Sometimes I spend up to 75 percent of a month traveling between different Techstars programs and locations. I'd say that the norm is 50 percent--which still means that I'm only home in my bed around half of the time.
This means that I've given a lot of thought and experimentation to making travel as painless--or even comfortable--as possible. After all, if I don't arrive rested and ready to do business, then there's no point in traveling at all.
At this point, I can travel with only a backpack for a week-long trip. It takes careful planning to be able to do this and still have everything I'll need. Here's my rubric:
Pack clothes only for the number of days that you are away, no more. Sometimes, I pack only half that number and hand wash them halfway through my trip.

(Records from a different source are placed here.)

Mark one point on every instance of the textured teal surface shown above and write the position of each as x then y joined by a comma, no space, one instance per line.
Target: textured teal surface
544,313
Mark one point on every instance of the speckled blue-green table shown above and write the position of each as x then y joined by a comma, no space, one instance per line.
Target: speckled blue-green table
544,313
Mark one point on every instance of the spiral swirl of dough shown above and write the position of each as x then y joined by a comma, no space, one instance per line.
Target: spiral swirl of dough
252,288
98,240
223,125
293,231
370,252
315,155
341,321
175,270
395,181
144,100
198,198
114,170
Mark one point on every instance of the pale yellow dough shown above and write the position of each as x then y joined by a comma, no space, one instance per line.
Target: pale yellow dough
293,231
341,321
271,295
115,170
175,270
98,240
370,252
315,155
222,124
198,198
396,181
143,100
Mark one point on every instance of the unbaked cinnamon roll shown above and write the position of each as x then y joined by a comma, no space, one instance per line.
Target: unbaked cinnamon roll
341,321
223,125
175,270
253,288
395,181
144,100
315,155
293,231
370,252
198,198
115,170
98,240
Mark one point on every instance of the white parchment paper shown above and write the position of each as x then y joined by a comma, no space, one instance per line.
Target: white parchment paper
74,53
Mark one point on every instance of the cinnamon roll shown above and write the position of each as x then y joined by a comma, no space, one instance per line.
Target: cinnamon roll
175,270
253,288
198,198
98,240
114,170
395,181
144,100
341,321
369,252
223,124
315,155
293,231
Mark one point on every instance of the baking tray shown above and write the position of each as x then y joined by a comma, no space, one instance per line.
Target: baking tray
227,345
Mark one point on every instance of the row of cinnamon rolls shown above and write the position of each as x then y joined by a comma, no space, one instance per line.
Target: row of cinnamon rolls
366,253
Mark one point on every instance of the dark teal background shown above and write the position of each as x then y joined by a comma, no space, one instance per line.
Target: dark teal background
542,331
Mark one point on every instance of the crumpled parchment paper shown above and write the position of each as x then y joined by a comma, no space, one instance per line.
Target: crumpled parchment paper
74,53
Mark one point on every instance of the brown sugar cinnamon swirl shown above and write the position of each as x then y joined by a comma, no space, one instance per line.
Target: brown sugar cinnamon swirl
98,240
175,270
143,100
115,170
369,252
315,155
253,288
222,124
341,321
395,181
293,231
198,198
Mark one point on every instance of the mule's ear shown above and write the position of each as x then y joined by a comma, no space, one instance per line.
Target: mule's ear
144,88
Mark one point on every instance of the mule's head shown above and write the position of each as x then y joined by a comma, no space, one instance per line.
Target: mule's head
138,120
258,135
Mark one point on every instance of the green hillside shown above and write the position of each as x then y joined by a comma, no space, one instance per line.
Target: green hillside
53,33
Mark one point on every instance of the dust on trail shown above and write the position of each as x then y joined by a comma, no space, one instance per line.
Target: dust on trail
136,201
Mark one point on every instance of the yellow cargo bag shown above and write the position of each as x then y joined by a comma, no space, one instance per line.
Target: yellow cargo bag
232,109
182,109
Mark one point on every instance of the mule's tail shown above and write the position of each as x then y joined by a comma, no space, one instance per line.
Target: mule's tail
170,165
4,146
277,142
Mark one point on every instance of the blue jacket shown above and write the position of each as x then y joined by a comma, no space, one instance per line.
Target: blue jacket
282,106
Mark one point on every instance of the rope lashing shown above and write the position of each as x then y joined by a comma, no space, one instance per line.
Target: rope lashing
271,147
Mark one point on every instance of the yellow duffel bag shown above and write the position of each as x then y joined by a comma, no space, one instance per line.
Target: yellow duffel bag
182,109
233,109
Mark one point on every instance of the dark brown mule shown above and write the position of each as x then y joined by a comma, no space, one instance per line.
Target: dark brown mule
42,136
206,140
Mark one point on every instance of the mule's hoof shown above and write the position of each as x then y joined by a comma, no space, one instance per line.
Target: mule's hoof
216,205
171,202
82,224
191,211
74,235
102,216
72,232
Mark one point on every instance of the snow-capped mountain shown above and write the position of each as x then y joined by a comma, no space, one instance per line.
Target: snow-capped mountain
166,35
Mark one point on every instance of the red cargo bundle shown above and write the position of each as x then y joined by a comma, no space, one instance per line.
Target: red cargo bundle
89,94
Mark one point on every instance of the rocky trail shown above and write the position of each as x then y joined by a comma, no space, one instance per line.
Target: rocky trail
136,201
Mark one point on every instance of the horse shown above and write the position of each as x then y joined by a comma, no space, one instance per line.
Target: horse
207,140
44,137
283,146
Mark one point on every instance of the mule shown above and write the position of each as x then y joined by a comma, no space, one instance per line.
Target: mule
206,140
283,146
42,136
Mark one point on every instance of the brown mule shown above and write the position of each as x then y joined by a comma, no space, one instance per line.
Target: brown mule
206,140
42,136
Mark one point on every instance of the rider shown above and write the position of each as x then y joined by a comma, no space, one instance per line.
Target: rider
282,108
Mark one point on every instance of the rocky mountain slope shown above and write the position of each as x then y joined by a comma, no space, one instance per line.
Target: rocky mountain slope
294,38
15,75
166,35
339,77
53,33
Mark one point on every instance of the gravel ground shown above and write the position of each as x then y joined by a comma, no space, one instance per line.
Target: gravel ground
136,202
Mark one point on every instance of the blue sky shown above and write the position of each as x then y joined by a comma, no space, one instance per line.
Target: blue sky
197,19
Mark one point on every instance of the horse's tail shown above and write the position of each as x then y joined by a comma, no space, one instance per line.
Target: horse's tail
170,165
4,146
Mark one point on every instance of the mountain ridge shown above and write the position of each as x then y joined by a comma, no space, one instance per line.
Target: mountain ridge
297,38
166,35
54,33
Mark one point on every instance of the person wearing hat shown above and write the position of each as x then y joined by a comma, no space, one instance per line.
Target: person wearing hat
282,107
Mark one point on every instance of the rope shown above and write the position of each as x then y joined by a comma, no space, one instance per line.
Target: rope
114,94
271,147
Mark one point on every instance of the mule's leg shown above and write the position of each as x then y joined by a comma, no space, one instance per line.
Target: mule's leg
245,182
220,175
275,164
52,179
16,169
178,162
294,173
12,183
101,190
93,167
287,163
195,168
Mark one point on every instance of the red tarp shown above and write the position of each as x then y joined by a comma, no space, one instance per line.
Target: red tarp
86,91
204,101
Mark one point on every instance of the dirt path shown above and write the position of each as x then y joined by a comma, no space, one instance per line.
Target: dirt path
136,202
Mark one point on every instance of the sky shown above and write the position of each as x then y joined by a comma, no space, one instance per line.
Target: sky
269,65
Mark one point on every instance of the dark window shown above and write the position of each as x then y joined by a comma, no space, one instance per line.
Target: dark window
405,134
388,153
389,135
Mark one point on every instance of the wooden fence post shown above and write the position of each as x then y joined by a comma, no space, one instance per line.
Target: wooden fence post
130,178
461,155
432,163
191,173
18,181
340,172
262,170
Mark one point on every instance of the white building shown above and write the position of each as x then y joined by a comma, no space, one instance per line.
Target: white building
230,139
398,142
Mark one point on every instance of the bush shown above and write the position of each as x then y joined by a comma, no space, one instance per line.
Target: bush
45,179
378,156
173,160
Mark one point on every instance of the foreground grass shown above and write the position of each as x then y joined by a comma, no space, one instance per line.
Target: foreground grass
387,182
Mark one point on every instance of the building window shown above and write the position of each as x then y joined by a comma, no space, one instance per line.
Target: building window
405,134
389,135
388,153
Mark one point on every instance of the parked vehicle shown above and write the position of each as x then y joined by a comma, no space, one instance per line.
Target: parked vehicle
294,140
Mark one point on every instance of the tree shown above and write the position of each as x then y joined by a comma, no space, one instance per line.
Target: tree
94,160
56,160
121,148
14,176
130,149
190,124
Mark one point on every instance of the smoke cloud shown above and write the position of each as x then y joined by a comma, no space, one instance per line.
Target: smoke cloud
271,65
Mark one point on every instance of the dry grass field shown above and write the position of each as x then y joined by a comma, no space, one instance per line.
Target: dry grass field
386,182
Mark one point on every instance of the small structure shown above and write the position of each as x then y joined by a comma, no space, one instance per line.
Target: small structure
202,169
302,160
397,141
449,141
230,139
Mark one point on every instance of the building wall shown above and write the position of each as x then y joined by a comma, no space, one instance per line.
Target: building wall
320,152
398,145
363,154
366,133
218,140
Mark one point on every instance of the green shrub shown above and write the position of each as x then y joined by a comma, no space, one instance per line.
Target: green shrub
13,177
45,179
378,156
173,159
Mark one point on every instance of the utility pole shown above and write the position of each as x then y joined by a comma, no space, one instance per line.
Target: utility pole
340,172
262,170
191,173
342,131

Only bring one pair of shoes. Invest in a pair that are both versatile and comfortable. You won't regret it.
Know what can be worn more than once.
Leave toiletries at home. They have the basics at hotels and even Airbnbs. I've rarely found a hotel doesn't have a toothbrush and toothpaste, but I carry a prepasted toothbrush with me just in case.
Have one universal plug that you can use anywhere. If you need another, the hotel almost always has one you can borrow.
Make an electronics go bag of the minimal cords and things that you need for the road, and keep them stored there so you don't need to chase them down while packing.
Use your phone to keep notes so that you don't need to carry a notebook.
Be brutal about what belongs where in your backpack and keep it clear of clutter.
I carry an iPad with a keyboard and leave the computer at home. I use it to store movies and books, in addition to getting my work done on the road.
Up in the Air
Loyalty matters: If at all possible, pick an airline and fly it whenever you can. The more miles you earn, the more benefits you unlock. If you get into the upper tiers of an airline loyalty program, you can often win seats in business class or lounge perks. These are all worth it when you travel a lot.
Little known fact: Some airlines have annual Wi-Fi packages; if you fly one airline a lot, these are often cost effective and save time and hassle.
Loyalty matters with your payment method as well. The points you earn on your credit card can get you lounge access, better rooms in hotels, or meaningful other points that translate to dollars.
Coping With Jet Lag
I often fly into a city late at night or early in the morning, and I'm not always on my rested-person game. Here's what I do to prepare for what will inevitably be a long day:
- Know what will help you sleep on the plane so that you are rested when you arrive. Alcohol isn't necessarily the answer. Melatonin can be a nice, gentle sleep inducer (a few Good Day Chocolate Sleep supplements do wonders). An eye mask--as silly as it may look--is a big help.
- A quick shower is a great way to refresh. If I arrive early in the morning, the hotel will almost certainly not have a room for me until the afternoon. If you have access to a lounge at arrivals, take a shower at the airport.
- Don't do the daytime nap. Muscle through it and go to bed at a normal bedtime, even if it means 20 hours of being awake. You'll adjust that much faster.
- 4 a.m. is the witching hour with jet lag. Accept it. Play a game on your phone or read a book--but know if you jump into doing your work at 4 a.m., you'll be awake for the rest of the night.
Now get out there and build a global business!